The Barrett brothers control the backfield like no others, and their ability to read each other is irreplaceable. The Hurricanes 2017 attack might have been the best not to win a Super Rugby title, with the cross-field kicks coming in vogue as tries rained down from the air. After somewhat of a sophomore slump last year, the 21-year-old Barrett will be looking to continue his trajectory as one of the game’s premier young talents.
The Wellington front-row pair of Alex Fidow and Asafo Aumua have been promising prospects for a long time, and 2019 may just be the year they hit their straps in Super Rugby and earn regular game time.
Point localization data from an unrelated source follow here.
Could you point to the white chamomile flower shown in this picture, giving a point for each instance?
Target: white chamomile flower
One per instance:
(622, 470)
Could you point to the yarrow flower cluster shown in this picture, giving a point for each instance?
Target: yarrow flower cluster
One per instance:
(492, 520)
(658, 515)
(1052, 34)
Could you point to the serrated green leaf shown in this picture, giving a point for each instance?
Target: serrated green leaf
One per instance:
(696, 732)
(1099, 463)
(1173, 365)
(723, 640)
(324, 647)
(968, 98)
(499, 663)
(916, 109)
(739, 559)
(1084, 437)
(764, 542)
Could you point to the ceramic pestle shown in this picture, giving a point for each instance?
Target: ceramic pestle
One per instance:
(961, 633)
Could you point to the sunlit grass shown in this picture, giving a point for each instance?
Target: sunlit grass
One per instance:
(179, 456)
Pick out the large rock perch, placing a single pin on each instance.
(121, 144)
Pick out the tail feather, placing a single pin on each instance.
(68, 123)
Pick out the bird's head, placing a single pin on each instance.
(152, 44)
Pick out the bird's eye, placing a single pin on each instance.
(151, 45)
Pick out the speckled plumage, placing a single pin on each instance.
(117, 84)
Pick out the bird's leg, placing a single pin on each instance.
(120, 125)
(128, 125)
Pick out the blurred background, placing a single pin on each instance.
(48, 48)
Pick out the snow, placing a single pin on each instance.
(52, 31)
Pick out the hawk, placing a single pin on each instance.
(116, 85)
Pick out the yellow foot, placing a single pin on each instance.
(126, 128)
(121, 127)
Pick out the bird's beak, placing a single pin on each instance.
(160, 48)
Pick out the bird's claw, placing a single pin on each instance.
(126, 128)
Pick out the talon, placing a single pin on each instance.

Gisborne-raised lock Isaia Walker-Leaware is another young forward with tremendous skill that is part of the next Hurricanes generation looking to break through this year.
There is no shortage of explosive athletes across the park with the likes of Ngani Laumape, Vince Aso, Vaea Fifita all proving big playmaking ability, making the Hurricanes a formidable opponent for anyone.
We know the Hurricanes will put together a competitive team of the highest calibre in Super Rugby, but with the Blues shaping as an improved force in the New Zealand conference, there will be little room for slip-ups if they hold championship aspirations.
To secure home-field advantage, losing games away to the likes of the Bulls and the Brumbies has to be avoided, and losing at home to any New Zealand side is a major setback with road wins so hard to earn in the conference.
The path to a second title does not go through Christchurch, so if the Hurricanes can force the Crusaders to come north in the playoffs, it’s on the table for the taking.